Jacquie Barral & Bernard Noël , Tapis de cendres

Une quête farouche du postmodernisme

Le dessin est un compagnon pour traverser la vie. Ou pour essayer de la faire « prendre », de la faire exister. C’est aussi une rencontre (ici avec Bernard Noël) pour oublier ce qui efface le temps qui semble au milieu des cendres du monde n’avoir jamais commencé. Jacquie Barral le montre d’une manière froide, neutre. La seule possible pour souligner cet effacement que souligne le poète. L’œuvre avance sans raconter d’histoire – ou si peu.
Reste l’autrefois de toujours, toujours moindre. Au nom de quoi plus question de se tirer d’affaire. Restent des strates de latence venues de partout et de nulle part. Il suffit d’errer là où le monde laisse des plumes. Plaques, arêtes, fentes et intervalles participent à la construction d’un vaste réseau graphique qui s’attache à une tentative de prise en compte de l’espace et qui repense les valeurs de pesanteur et d’apesanteur. Le dessin peut ainsi s’assimiler à une proposition « architecturale » et abstraite qui est parfois aérienne, parfois excessivement matérielle, dense, volontairement massive et lourde.

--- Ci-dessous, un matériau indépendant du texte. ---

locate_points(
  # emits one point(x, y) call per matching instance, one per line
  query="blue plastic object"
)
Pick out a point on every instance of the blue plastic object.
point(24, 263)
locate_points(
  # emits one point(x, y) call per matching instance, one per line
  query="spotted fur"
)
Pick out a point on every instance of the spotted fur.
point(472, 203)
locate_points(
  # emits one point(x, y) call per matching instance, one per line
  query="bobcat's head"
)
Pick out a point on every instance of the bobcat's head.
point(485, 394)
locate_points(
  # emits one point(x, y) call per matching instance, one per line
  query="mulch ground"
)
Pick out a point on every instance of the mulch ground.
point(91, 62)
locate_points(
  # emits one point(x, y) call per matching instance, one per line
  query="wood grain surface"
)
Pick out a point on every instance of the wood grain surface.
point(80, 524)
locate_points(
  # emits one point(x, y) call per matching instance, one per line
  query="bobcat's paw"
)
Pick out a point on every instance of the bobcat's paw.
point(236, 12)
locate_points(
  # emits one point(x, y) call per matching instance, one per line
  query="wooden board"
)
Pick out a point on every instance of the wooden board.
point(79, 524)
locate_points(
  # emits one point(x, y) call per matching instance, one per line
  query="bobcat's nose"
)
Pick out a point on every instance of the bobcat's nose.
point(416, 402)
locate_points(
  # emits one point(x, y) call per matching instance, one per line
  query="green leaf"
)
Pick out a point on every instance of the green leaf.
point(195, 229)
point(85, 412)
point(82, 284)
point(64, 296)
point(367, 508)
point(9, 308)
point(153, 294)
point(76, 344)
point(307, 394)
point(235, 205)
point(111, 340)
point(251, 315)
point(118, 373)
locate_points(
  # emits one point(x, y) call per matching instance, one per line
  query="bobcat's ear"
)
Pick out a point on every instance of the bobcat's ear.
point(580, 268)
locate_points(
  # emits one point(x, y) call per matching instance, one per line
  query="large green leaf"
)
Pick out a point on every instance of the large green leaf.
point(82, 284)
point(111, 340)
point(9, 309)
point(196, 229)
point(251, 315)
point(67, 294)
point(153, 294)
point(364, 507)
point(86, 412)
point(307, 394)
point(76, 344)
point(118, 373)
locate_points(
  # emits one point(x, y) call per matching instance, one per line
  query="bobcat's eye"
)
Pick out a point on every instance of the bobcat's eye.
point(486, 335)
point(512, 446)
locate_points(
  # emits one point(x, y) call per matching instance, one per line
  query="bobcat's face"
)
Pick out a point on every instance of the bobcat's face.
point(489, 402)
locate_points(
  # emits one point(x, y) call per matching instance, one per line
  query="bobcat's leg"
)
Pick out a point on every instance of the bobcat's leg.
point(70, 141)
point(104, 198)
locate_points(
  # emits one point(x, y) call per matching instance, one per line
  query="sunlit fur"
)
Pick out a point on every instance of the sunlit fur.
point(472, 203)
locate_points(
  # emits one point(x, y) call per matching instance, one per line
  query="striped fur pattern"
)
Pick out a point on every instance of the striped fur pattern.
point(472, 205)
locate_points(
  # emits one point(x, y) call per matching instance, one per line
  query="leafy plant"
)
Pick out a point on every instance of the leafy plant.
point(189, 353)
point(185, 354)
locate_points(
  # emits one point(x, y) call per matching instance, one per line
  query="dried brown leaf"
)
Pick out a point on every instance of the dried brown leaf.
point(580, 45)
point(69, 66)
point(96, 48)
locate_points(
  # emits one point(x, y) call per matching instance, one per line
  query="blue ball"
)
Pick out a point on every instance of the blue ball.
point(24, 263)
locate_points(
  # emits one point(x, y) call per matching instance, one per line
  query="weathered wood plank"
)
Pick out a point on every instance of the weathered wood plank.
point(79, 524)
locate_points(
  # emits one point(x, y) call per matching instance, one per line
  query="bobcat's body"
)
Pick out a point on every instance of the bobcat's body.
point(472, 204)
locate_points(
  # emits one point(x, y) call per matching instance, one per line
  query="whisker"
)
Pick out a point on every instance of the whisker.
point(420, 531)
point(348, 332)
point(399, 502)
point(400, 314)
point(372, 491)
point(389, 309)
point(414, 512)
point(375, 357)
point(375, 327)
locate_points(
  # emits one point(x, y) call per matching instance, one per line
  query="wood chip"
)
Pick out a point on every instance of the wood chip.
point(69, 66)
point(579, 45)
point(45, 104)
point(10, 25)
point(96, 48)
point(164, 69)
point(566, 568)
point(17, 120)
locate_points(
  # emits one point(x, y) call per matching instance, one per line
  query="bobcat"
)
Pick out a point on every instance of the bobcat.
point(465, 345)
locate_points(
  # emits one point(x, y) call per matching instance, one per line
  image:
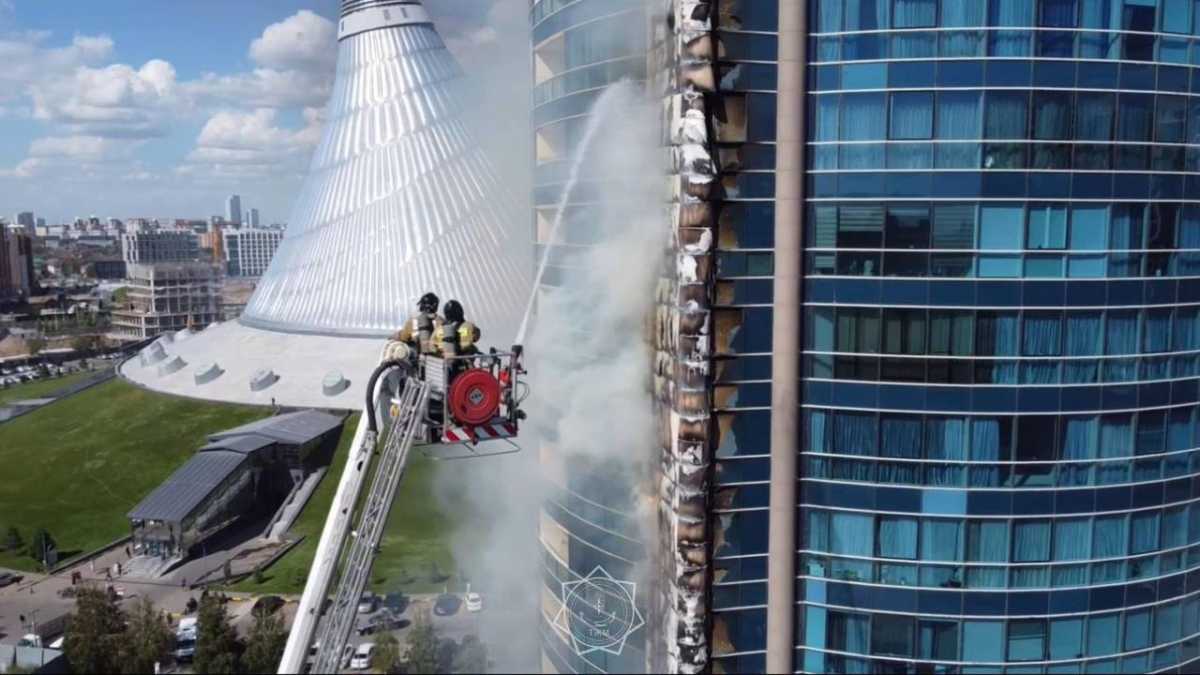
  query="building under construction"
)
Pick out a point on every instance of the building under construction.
point(166, 298)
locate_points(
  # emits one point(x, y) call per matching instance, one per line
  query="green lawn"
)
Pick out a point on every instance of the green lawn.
point(76, 467)
point(415, 539)
point(40, 388)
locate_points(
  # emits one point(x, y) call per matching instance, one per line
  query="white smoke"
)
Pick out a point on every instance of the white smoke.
point(589, 366)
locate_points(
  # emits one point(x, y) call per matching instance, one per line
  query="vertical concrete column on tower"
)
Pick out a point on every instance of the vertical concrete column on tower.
point(786, 333)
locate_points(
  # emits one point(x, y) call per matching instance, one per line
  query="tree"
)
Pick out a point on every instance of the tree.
point(472, 656)
point(12, 539)
point(389, 658)
point(95, 633)
point(35, 346)
point(423, 644)
point(216, 645)
point(148, 639)
point(41, 545)
point(264, 646)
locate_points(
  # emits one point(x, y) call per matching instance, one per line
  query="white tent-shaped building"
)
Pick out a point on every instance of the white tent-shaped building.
point(399, 201)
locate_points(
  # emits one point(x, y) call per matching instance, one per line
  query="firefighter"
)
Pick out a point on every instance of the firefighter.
point(419, 330)
point(456, 336)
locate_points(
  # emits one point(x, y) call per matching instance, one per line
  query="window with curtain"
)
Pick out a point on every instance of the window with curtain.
point(847, 632)
point(1059, 13)
point(826, 111)
point(819, 431)
point(1157, 334)
point(851, 533)
point(898, 537)
point(864, 117)
point(1093, 115)
point(1116, 436)
point(951, 333)
point(1144, 532)
point(829, 16)
point(855, 434)
point(983, 640)
point(958, 114)
point(1170, 119)
point(1006, 114)
point(1011, 13)
point(1080, 437)
point(1137, 629)
point(1134, 117)
point(915, 13)
point(867, 15)
point(912, 115)
point(1001, 226)
point(1051, 115)
point(1066, 638)
point(1043, 336)
point(954, 226)
point(939, 640)
point(1031, 541)
point(941, 539)
point(1026, 640)
point(1186, 334)
point(1072, 538)
point(1121, 332)
point(961, 13)
point(1089, 227)
point(1109, 536)
point(1102, 634)
point(1047, 227)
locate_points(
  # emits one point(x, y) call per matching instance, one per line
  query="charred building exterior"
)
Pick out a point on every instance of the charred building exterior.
point(927, 346)
point(589, 519)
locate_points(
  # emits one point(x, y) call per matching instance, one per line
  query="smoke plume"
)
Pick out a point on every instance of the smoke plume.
point(589, 366)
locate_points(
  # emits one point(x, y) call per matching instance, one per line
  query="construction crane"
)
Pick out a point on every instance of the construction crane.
point(431, 401)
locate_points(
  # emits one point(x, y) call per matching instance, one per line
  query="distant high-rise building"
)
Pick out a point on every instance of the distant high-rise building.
point(25, 221)
point(16, 264)
point(165, 298)
point(150, 248)
point(247, 251)
point(233, 209)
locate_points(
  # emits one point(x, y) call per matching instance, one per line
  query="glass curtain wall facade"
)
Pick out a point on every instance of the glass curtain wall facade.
point(1001, 350)
point(588, 519)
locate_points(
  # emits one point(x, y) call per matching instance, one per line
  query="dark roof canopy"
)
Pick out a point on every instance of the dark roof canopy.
point(189, 487)
point(293, 429)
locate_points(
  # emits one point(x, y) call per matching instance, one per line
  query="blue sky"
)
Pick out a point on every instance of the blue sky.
point(132, 108)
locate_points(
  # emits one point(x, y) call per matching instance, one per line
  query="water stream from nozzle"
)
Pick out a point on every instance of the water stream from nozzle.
point(597, 117)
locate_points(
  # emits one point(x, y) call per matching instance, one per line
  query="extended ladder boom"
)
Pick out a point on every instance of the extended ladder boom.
point(335, 628)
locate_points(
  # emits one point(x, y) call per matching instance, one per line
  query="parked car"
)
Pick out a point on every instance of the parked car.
point(447, 604)
point(396, 603)
point(474, 602)
point(369, 603)
point(363, 656)
point(267, 604)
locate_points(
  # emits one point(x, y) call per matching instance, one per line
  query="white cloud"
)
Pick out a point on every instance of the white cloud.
point(301, 41)
point(253, 143)
point(115, 101)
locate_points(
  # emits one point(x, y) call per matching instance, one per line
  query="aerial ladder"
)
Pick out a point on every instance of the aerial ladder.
point(431, 401)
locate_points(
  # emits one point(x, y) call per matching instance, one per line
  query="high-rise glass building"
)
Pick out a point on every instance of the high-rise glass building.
point(1001, 332)
point(983, 459)
point(580, 47)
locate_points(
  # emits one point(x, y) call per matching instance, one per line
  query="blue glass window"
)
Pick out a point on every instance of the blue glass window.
point(958, 114)
point(915, 13)
point(912, 115)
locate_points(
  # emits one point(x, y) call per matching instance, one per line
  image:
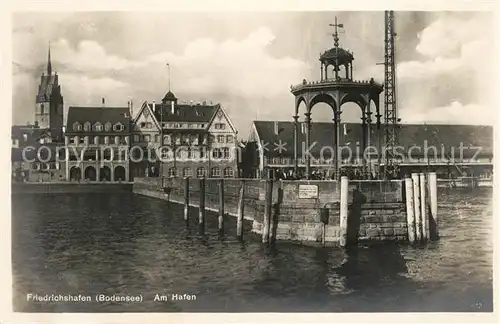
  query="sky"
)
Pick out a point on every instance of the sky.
point(247, 61)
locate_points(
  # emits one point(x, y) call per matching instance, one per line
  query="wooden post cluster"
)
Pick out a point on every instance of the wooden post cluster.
point(221, 207)
point(201, 215)
point(433, 212)
point(344, 186)
point(267, 211)
point(410, 210)
point(186, 201)
point(421, 207)
point(416, 206)
point(241, 203)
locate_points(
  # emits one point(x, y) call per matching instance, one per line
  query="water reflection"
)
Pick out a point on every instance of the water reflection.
point(136, 245)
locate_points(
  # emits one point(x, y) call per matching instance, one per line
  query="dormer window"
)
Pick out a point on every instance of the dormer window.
point(77, 126)
point(97, 127)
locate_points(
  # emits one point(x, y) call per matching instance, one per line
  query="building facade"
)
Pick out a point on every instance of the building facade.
point(190, 139)
point(97, 141)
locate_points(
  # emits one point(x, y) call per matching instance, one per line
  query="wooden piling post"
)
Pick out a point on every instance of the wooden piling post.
point(201, 214)
point(410, 210)
point(423, 208)
point(221, 206)
point(267, 211)
point(241, 203)
point(416, 206)
point(433, 217)
point(344, 186)
point(186, 201)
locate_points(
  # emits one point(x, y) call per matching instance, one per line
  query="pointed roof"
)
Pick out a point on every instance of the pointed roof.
point(49, 64)
point(169, 97)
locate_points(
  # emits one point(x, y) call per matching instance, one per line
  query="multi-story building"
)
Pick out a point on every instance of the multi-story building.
point(42, 136)
point(97, 141)
point(191, 139)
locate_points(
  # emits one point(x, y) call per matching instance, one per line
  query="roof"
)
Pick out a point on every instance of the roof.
point(44, 91)
point(409, 135)
point(98, 114)
point(185, 113)
point(33, 133)
point(169, 96)
point(51, 152)
point(337, 53)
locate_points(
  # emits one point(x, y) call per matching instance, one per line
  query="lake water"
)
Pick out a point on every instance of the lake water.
point(125, 244)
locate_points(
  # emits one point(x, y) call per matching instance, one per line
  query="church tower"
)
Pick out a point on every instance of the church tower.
point(49, 104)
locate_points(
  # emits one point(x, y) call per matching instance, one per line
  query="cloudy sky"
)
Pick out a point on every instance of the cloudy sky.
point(247, 61)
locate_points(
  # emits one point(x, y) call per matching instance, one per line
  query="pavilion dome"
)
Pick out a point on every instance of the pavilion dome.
point(169, 97)
point(336, 55)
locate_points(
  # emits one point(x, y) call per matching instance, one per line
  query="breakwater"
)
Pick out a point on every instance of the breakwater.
point(304, 211)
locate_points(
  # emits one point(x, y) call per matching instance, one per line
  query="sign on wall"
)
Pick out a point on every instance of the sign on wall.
point(308, 192)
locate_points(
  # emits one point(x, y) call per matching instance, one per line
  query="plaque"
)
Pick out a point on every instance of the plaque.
point(308, 192)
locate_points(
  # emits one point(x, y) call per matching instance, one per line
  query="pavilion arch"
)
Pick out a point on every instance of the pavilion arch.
point(323, 98)
point(358, 99)
point(75, 173)
point(90, 173)
point(298, 101)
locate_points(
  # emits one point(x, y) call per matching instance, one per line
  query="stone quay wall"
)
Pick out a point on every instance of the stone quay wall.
point(69, 188)
point(376, 209)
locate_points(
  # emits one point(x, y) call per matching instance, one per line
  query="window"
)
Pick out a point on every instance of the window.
point(118, 127)
point(216, 153)
point(215, 172)
point(97, 127)
point(201, 172)
point(225, 153)
point(186, 172)
point(228, 172)
point(172, 172)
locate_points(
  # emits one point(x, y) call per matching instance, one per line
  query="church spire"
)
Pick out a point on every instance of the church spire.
point(49, 64)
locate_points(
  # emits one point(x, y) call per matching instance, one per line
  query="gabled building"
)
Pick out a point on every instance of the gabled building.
point(271, 146)
point(98, 141)
point(196, 139)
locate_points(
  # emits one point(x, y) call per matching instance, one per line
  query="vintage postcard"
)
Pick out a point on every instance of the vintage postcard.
point(322, 161)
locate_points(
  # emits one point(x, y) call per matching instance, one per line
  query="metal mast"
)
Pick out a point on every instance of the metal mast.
point(390, 102)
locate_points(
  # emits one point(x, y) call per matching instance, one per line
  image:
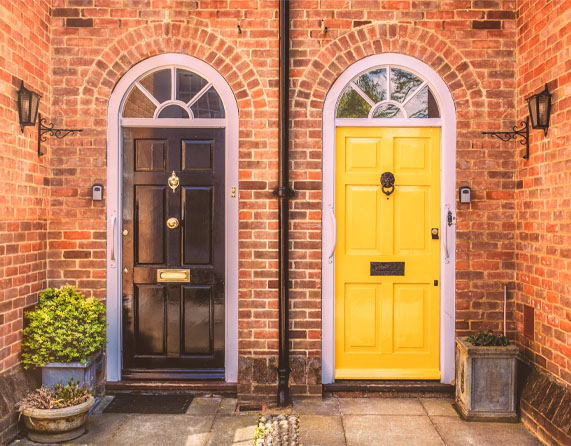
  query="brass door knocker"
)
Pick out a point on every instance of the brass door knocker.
point(173, 181)
point(387, 181)
point(172, 223)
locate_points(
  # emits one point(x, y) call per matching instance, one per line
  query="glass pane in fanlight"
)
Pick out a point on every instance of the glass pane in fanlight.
point(374, 84)
point(403, 84)
point(188, 84)
point(209, 105)
point(422, 105)
point(388, 111)
point(138, 105)
point(159, 85)
point(173, 111)
point(352, 105)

Se comprend mieux comment depuis longtemps l’artiste (et écrivaine) pousse sa réflexion sur les champs de l’abstraction au sein d’une quête farouche du postmodernisme le plus conséquent dans la mesure où elle accepte qu’on ose à son sujet le mot désormais honni de beauté. Elle permet ici non de faire décor mais de desserrer et d’introduire entre deux strates ou de mouvements un intervalle ou une mesure dans une ponctuation du monde réduit à une perforation de ce qu’il est et du peu qu’il en reste.
Le poème visuel devient une pratique du « guère » qui trouve soudain une intensité pure et paradoxale.

jean-paul gavard-perret

Jacquie Barral & Bernard Noël , Tapis de cendres, Fata Morgana, Fontfroide le Haut, 2014, 28 p.